汚れた包帯
「いてっ……」
「我慢しなさい。また喧嘩なんてしてくるからよ」
説教を始めようとする朔夜には敵わない。
絶対マスターだって今の朔夜には勝てないだろう。
「女の子が顔に傷なんてダメでしょう。何をやったらこんなことになるのよ」
「喧嘩じゃねーよ。ジルの奴が出会い頭にいきなり切りかかってくるからよ、ちょっとひと勝負っつーかさ」
「それがダメなんでしょ! 全く、任務意外で怪我してどうするのよ」
朔夜は深い溜息を吐く。
思ったより傷が深かったらしい。血が止まらず、朔夜が止血魔法を掛け始める。
「そのまま傷塞いでくんね?」
「ダメよ。そんなことしたら瑠璃ちゃんまたすぐ喧嘩するでしょ。傷にからしでも塗っておこうかしら」
「勘弁してくれよ」
朔夜が言うと冗談に聞こえないのが怖い。
「瑠璃ちゃん」
「ん?」
「貴女、少しは自覚して頂戴。女の子なんだから」
朔夜の手のひらが頬を包む。
温かい。
「心配しているのよ。凄く」
「……悪かった」
朔夜とは全くの血のつながりも無い。
ただ、マスターに拾われた時に、たまたま一緒にいたから、あの日から姉妹になった。ただそれだけだった。

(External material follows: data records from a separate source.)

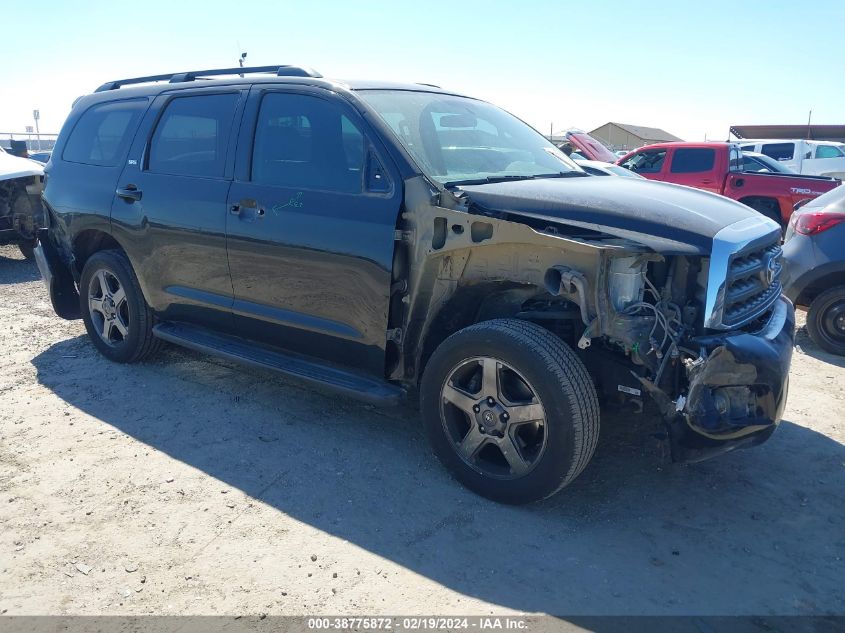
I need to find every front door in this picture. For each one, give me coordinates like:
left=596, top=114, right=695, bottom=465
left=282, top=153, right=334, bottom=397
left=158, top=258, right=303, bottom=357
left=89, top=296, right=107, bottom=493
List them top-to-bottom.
left=226, top=87, right=401, bottom=377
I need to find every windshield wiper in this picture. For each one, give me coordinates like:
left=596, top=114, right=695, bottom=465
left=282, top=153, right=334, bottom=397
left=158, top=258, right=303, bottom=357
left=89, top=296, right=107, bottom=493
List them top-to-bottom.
left=534, top=169, right=590, bottom=178
left=443, top=171, right=587, bottom=187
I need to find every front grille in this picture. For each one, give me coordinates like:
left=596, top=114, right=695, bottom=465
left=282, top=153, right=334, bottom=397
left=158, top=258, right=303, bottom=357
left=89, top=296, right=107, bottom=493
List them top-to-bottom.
left=722, top=242, right=781, bottom=327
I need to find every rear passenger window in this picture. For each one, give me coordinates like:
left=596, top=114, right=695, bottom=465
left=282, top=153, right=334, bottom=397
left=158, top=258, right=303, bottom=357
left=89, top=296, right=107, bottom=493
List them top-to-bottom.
left=147, top=93, right=238, bottom=178
left=252, top=93, right=364, bottom=193
left=62, top=99, right=147, bottom=167
left=760, top=143, right=795, bottom=160
left=669, top=147, right=716, bottom=174
left=622, top=149, right=666, bottom=174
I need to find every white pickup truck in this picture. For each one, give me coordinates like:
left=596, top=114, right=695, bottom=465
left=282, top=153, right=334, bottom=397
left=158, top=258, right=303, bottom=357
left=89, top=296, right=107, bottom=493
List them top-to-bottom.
left=737, top=139, right=845, bottom=179
left=0, top=148, right=44, bottom=259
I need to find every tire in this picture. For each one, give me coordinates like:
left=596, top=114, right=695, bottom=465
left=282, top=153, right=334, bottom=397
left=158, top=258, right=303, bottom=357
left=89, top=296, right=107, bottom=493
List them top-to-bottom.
left=10, top=189, right=35, bottom=260
left=18, top=241, right=35, bottom=261
left=79, top=250, right=161, bottom=363
left=807, top=286, right=845, bottom=356
left=420, top=319, right=599, bottom=504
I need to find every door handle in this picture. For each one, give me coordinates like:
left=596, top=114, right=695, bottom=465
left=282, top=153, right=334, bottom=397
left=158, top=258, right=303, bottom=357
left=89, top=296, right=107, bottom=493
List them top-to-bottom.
left=115, top=185, right=141, bottom=202
left=229, top=198, right=264, bottom=222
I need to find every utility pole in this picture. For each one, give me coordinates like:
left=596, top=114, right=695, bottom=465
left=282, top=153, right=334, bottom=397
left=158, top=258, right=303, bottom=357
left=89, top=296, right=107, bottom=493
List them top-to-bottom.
left=32, top=110, right=41, bottom=150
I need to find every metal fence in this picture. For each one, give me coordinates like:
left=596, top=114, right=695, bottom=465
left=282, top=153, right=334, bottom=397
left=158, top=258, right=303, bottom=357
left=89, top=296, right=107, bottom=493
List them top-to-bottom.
left=0, top=132, right=58, bottom=152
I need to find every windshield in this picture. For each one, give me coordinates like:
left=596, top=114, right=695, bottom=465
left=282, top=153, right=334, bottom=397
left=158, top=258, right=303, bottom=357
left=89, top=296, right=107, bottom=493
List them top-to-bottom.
left=358, top=90, right=584, bottom=185
left=605, top=165, right=644, bottom=178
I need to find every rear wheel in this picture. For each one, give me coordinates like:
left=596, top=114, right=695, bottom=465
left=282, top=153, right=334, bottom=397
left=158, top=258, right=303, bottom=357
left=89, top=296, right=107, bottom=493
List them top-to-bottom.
left=79, top=251, right=161, bottom=363
left=807, top=286, right=845, bottom=356
left=421, top=319, right=599, bottom=503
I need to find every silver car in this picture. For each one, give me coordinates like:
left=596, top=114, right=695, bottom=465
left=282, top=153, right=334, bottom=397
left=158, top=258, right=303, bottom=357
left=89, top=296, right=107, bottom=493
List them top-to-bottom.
left=781, top=185, right=845, bottom=356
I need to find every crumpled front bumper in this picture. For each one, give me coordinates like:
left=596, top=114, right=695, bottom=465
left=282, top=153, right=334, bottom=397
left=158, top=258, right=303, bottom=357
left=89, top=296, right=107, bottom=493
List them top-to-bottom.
left=669, top=296, right=795, bottom=462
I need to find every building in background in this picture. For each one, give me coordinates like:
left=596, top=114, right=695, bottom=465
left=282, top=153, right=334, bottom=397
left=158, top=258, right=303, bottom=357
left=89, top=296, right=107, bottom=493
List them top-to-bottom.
left=589, top=122, right=684, bottom=152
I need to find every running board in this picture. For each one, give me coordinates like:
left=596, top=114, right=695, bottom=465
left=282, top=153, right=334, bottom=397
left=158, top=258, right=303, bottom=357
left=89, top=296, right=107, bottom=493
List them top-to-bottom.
left=153, top=323, right=405, bottom=406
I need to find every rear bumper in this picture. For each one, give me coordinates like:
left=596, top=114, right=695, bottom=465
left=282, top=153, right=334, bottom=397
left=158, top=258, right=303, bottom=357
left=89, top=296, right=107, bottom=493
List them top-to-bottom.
left=35, top=229, right=82, bottom=319
left=669, top=297, right=795, bottom=462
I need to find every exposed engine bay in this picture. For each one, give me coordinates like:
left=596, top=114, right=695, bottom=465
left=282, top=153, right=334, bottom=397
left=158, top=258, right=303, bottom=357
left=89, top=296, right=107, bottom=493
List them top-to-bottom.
left=392, top=175, right=793, bottom=460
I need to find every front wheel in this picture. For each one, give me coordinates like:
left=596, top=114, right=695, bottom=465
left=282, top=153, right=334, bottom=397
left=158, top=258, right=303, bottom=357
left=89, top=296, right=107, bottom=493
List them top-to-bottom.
left=79, top=251, right=161, bottom=363
left=807, top=286, right=845, bottom=356
left=420, top=319, right=599, bottom=504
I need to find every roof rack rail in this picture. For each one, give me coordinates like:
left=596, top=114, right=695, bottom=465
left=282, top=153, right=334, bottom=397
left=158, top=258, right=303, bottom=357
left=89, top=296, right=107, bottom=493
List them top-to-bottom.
left=94, top=65, right=322, bottom=92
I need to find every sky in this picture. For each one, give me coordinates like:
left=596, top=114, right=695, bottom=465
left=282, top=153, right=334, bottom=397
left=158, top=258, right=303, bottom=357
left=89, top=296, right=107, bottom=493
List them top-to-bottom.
left=0, top=0, right=845, bottom=141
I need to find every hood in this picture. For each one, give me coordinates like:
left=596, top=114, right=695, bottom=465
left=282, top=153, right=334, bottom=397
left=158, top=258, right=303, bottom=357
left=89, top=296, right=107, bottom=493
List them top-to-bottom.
left=566, top=130, right=619, bottom=163
left=0, top=152, right=44, bottom=180
left=460, top=176, right=759, bottom=255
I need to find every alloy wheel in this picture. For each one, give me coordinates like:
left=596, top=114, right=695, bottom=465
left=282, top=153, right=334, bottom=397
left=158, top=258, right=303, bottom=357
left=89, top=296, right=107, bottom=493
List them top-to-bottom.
left=88, top=269, right=130, bottom=347
left=440, top=357, right=548, bottom=479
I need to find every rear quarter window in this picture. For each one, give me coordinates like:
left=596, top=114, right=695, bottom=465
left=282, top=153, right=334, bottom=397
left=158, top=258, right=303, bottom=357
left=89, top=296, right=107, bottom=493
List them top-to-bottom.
left=62, top=99, right=147, bottom=167
left=760, top=143, right=795, bottom=160
left=669, top=148, right=716, bottom=174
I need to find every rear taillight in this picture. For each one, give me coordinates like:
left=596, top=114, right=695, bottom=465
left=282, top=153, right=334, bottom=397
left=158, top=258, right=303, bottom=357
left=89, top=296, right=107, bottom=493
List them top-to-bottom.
left=790, top=211, right=845, bottom=235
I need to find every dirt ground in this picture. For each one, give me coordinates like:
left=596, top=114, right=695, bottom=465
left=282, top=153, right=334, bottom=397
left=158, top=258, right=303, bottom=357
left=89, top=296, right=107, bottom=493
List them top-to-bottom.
left=0, top=247, right=845, bottom=615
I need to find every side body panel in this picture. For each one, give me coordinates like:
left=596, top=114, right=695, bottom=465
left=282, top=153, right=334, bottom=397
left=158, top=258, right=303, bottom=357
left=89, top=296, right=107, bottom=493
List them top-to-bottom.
left=43, top=99, right=152, bottom=247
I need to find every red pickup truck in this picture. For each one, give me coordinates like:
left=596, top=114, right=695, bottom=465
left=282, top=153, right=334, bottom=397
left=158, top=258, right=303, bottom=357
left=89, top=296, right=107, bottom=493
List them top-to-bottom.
left=617, top=143, right=841, bottom=226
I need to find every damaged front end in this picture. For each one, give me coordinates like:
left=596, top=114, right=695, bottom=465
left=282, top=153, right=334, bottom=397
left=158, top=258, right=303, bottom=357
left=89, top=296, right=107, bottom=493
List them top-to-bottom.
left=391, top=173, right=795, bottom=462
left=667, top=297, right=795, bottom=461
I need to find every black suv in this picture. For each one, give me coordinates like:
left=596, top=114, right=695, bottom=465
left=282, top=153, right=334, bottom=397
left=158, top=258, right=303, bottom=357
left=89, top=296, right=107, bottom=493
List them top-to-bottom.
left=36, top=66, right=794, bottom=503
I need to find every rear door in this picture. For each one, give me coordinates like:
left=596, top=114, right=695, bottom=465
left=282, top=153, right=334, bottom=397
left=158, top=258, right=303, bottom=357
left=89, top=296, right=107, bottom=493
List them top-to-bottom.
left=226, top=86, right=402, bottom=377
left=112, top=87, right=246, bottom=330
left=668, top=147, right=722, bottom=193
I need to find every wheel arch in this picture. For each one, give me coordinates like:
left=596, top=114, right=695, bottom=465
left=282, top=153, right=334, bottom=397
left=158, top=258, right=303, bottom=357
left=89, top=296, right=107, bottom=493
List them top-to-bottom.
left=71, top=229, right=126, bottom=279
left=794, top=268, right=845, bottom=307
left=415, top=281, right=545, bottom=384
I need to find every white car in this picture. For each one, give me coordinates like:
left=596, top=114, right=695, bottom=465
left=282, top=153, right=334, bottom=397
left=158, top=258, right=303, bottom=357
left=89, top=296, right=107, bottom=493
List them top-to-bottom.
left=737, top=139, right=845, bottom=179
left=0, top=149, right=44, bottom=259
left=575, top=158, right=642, bottom=178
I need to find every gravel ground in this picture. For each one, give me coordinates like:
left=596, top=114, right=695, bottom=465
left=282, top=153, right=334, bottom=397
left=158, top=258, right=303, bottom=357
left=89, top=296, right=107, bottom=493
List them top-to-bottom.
left=0, top=247, right=845, bottom=615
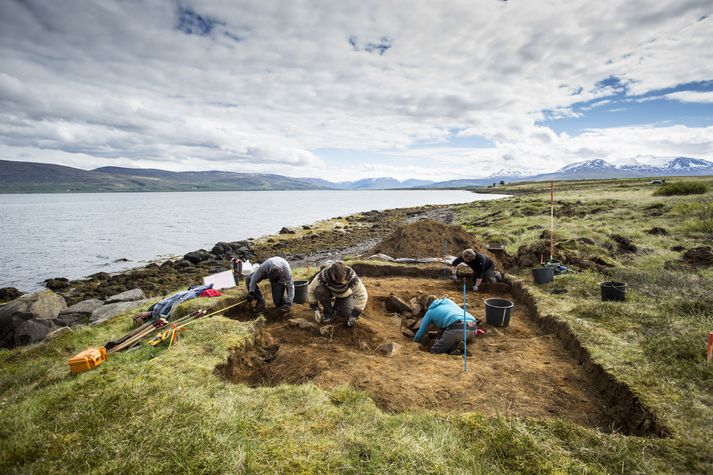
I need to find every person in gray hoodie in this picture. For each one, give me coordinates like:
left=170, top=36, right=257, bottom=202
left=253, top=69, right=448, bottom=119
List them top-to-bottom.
left=248, top=256, right=295, bottom=313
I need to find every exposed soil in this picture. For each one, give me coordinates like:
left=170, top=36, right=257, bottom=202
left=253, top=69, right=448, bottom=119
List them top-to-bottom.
left=369, top=219, right=492, bottom=258
left=218, top=276, right=617, bottom=431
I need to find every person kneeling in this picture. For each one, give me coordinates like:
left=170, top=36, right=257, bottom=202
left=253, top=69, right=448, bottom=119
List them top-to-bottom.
left=247, top=256, right=295, bottom=313
left=307, top=261, right=369, bottom=327
left=413, top=295, right=477, bottom=354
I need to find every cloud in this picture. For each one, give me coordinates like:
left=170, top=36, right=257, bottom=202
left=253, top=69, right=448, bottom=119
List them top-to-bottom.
left=0, top=0, right=713, bottom=179
left=663, top=91, right=713, bottom=104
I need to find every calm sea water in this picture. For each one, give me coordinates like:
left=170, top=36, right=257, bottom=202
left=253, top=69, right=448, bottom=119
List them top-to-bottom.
left=0, top=190, right=499, bottom=291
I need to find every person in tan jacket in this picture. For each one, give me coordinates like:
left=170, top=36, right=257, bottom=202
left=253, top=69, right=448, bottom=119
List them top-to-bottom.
left=307, top=261, right=369, bottom=327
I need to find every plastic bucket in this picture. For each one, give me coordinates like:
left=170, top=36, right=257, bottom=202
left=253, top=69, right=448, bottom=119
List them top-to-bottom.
left=532, top=267, right=555, bottom=284
left=294, top=280, right=309, bottom=303
left=599, top=282, right=626, bottom=302
left=485, top=298, right=514, bottom=327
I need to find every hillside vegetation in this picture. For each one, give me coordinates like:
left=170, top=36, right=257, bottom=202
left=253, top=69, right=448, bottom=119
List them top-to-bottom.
left=0, top=178, right=713, bottom=474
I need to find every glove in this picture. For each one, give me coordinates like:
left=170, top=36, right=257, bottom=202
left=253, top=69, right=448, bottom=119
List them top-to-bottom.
left=347, top=308, right=361, bottom=327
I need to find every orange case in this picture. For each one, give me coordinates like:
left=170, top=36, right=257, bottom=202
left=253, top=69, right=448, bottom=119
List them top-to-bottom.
left=69, top=346, right=109, bottom=374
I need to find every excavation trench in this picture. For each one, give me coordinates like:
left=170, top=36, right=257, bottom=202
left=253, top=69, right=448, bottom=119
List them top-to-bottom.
left=216, top=265, right=667, bottom=436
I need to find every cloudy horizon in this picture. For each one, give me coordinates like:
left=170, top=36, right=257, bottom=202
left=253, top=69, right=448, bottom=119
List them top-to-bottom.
left=0, top=0, right=713, bottom=181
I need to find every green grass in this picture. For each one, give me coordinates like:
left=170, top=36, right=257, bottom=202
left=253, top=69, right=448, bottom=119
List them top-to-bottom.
left=0, top=179, right=713, bottom=474
left=654, top=181, right=708, bottom=196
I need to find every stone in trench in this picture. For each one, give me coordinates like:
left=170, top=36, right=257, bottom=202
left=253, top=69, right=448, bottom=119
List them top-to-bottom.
left=104, top=289, right=146, bottom=305
left=386, top=293, right=411, bottom=313
left=89, top=299, right=154, bottom=325
left=287, top=318, right=319, bottom=329
left=376, top=341, right=401, bottom=358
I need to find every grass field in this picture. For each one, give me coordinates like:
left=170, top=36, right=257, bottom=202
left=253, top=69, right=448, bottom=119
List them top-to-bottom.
left=0, top=178, right=713, bottom=474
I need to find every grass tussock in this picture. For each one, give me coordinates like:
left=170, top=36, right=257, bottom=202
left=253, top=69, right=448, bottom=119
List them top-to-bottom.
left=654, top=181, right=708, bottom=196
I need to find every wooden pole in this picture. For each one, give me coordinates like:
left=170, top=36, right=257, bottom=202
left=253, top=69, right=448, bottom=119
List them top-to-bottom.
left=550, top=181, right=555, bottom=261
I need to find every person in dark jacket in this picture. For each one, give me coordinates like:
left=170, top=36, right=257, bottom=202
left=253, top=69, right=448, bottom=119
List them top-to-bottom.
left=451, top=249, right=499, bottom=291
left=247, top=256, right=295, bottom=313
left=413, top=295, right=477, bottom=354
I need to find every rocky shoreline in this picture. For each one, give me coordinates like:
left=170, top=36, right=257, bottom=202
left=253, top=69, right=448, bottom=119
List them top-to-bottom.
left=0, top=205, right=454, bottom=306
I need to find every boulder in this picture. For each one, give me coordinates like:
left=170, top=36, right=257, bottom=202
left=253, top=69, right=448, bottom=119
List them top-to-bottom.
left=183, top=249, right=213, bottom=264
left=45, top=277, right=69, bottom=290
left=0, top=287, right=22, bottom=302
left=104, top=289, right=146, bottom=305
left=386, top=293, right=411, bottom=313
left=54, top=299, right=104, bottom=327
left=89, top=299, right=155, bottom=325
left=14, top=318, right=59, bottom=346
left=45, top=327, right=72, bottom=340
left=376, top=341, right=401, bottom=358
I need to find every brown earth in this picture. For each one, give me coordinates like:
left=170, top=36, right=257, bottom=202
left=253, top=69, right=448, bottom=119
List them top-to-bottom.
left=369, top=219, right=493, bottom=258
left=218, top=277, right=613, bottom=431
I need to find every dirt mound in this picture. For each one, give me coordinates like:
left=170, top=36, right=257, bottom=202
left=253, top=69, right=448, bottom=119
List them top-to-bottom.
left=369, top=220, right=492, bottom=258
left=216, top=276, right=615, bottom=431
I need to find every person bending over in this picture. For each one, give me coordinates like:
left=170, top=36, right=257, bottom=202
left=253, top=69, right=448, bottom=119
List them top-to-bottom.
left=451, top=249, right=499, bottom=291
left=248, top=257, right=295, bottom=313
left=307, top=261, right=369, bottom=327
left=413, top=295, right=477, bottom=354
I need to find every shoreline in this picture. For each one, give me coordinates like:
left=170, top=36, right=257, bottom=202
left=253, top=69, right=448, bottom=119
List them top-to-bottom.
left=16, top=203, right=468, bottom=305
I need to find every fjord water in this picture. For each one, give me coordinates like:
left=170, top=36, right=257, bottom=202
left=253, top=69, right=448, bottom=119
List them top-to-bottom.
left=0, top=190, right=500, bottom=291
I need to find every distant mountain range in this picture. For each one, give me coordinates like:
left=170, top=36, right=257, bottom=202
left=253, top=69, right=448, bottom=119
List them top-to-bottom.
left=0, top=157, right=713, bottom=193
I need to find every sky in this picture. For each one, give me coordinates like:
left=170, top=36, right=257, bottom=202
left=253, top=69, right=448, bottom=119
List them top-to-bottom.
left=0, top=0, right=713, bottom=181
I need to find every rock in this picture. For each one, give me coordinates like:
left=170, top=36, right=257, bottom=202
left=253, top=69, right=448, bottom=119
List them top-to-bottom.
left=646, top=226, right=668, bottom=236
left=610, top=234, right=639, bottom=253
left=682, top=246, right=713, bottom=267
left=183, top=249, right=213, bottom=264
left=367, top=253, right=396, bottom=262
left=45, top=277, right=69, bottom=290
left=0, top=287, right=22, bottom=303
left=104, top=289, right=146, bottom=305
left=386, top=293, right=411, bottom=313
left=54, top=299, right=104, bottom=327
left=89, top=299, right=154, bottom=325
left=14, top=318, right=58, bottom=346
left=287, top=318, right=319, bottom=329
left=45, top=326, right=73, bottom=340
left=376, top=341, right=401, bottom=358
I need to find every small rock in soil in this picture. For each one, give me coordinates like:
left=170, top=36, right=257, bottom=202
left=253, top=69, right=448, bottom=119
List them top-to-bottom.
left=386, top=294, right=411, bottom=313
left=377, top=341, right=401, bottom=358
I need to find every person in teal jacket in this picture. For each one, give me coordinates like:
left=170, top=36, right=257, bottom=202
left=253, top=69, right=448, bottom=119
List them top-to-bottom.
left=413, top=295, right=477, bottom=353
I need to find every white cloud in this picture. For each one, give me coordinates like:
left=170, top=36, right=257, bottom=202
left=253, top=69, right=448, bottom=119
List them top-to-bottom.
left=0, top=0, right=713, bottom=179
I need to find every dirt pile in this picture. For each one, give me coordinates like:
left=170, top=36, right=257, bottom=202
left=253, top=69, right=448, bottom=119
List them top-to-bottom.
left=369, top=220, right=492, bottom=258
left=216, top=277, right=614, bottom=430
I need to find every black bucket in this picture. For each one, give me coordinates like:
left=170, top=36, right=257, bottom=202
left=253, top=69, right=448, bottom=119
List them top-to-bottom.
left=532, top=267, right=555, bottom=284
left=295, top=280, right=309, bottom=303
left=599, top=282, right=626, bottom=302
left=485, top=298, right=514, bottom=327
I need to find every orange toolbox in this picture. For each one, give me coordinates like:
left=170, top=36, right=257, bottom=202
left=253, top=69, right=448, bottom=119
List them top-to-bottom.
left=69, top=346, right=109, bottom=374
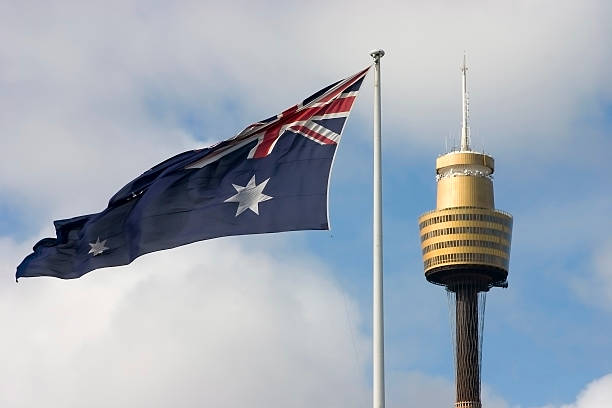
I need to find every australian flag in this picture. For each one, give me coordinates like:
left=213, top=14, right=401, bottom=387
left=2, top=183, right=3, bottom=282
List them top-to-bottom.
left=16, top=68, right=369, bottom=279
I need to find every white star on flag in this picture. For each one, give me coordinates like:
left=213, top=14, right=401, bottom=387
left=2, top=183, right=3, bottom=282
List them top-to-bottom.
left=224, top=174, right=274, bottom=217
left=88, top=237, right=108, bottom=256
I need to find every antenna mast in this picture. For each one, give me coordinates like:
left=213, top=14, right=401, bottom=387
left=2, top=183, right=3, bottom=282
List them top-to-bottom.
left=461, top=53, right=470, bottom=152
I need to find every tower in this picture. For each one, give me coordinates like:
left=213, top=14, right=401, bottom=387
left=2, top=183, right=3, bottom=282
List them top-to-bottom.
left=419, top=56, right=512, bottom=408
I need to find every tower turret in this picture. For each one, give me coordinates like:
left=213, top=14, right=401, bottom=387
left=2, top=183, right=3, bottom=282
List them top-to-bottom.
left=419, top=56, right=512, bottom=408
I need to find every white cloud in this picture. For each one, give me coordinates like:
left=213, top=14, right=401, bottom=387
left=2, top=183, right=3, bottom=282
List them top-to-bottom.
left=0, top=1, right=612, bottom=222
left=0, top=240, right=368, bottom=407
left=542, top=374, right=612, bottom=408
left=563, top=374, right=612, bottom=408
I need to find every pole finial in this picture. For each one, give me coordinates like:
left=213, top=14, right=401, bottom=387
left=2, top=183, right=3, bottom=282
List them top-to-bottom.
left=370, top=48, right=385, bottom=62
left=461, top=51, right=470, bottom=152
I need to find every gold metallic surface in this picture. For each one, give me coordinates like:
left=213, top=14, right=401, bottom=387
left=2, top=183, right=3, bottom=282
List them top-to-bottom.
left=419, top=151, right=512, bottom=284
left=436, top=151, right=495, bottom=171
left=437, top=176, right=495, bottom=209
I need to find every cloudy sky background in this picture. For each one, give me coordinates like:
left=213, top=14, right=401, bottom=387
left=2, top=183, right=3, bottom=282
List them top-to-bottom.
left=0, top=1, right=612, bottom=408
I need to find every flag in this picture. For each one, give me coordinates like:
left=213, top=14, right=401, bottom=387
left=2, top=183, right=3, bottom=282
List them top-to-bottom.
left=16, top=67, right=369, bottom=279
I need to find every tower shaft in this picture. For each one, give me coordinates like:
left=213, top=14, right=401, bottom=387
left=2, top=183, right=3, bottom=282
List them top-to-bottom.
left=419, top=59, right=512, bottom=408
left=455, top=284, right=480, bottom=407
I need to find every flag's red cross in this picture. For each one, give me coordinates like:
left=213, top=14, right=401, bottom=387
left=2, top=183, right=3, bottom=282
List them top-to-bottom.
left=187, top=67, right=369, bottom=168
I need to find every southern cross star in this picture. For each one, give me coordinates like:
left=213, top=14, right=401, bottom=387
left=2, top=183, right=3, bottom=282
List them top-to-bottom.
left=224, top=174, right=274, bottom=217
left=88, top=237, right=108, bottom=256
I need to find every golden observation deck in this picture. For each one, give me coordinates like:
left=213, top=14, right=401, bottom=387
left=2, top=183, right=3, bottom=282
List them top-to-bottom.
left=419, top=151, right=512, bottom=287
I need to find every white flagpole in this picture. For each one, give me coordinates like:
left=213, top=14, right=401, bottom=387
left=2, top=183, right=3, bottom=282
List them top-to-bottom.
left=370, top=50, right=385, bottom=408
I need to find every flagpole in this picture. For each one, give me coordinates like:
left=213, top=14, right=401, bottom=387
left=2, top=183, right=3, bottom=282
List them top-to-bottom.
left=370, top=50, right=385, bottom=408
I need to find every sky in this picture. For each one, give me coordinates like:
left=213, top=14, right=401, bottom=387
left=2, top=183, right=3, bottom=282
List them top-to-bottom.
left=0, top=0, right=612, bottom=408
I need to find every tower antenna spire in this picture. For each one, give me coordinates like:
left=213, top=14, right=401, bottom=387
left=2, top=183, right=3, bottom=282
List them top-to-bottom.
left=461, top=52, right=470, bottom=152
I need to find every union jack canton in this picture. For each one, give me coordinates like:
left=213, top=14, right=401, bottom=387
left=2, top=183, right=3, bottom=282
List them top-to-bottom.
left=16, top=68, right=369, bottom=279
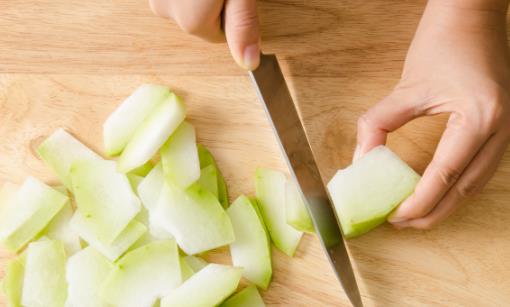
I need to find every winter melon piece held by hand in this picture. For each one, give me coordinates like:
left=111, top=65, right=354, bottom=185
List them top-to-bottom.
left=328, top=146, right=420, bottom=238
left=255, top=168, right=303, bottom=256
left=227, top=196, right=272, bottom=289
left=100, top=240, right=182, bottom=307
left=161, top=263, right=242, bottom=307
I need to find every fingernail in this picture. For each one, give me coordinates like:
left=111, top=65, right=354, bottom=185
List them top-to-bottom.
left=243, top=44, right=260, bottom=70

そのはずなのに妙に馴れ合って、一緒にいるのが当たり前で、当たり前のように心配して世話を焼いてくれる朔夜。
姉貴と言うよりは母親のようだ。
実際、今の朔夜は母であり姉である妙な位置にいる。
そのせいだろうか。朔夜には敵わない。
勝てる気がしない。それは力ではなく精神で。
「朔夜の手、温かい」
「そうかしら?」
「すげぇ温かい」
母さんの手がどんなのかは知らない。
けれども、こんなにも温かい手ではなかったと思う。
私たちを捨てた母親はきっと冷たい手をしていたに違いない。
「……ありがと」
「え?」
頬に触れていた朔夜の手を掴んで言えば、驚かれたようだ。
「……悪かった、心配掛けて……」
「……瑠璃ちゃん……いいのよ。私が勝手に心配しているだけだから。瑠璃ちゃんが強いことくらい知ってるわ。だから、死んじゃったりとかそう言ったことは心配していないの。でも、傷が残ったら、とか思うと、ねぇ。折角可愛い顔してるんだから」
そういう朔夜は世話焼きのおばさんの様でもあるから不思議だ。
「朔夜」
「な、なぁに?」
すっかり血で汚れてしまった包帯を取り替えている朔夜を真っ直ぐ見つめてみる。
「可愛いよ」
「はい?」
案の定驚いて慌てだす。
うん。可愛い。
朔夜は私なんかよりずっと可愛い。
「きゅ、急に何を言うの!」
「いや、なんか可愛いなって思っただけ。嫁さん貰うなら朔夜みたいな人かなってさ」
「……瑠璃ちゃん、お嫁さん貰うの?」
「いや、嫁に行くよりは嫁が欲しいっつーか、まぁ、今のところはカルメンで良いや」
「……そ、そう」
おどおどしだす朔夜が本当に可愛く思える。
「いてっ、傷口に指入れるな!」
「あ、ごめんなさい」
手当てしてもらって悪化したら洒落にならない。
けど、朔夜の少し抜けたところも嫌いじゃない。
なんだかんだ言って、結局朔夜のこと好きなんだよなとか自覚した自分がなんとも可笑しく思えた。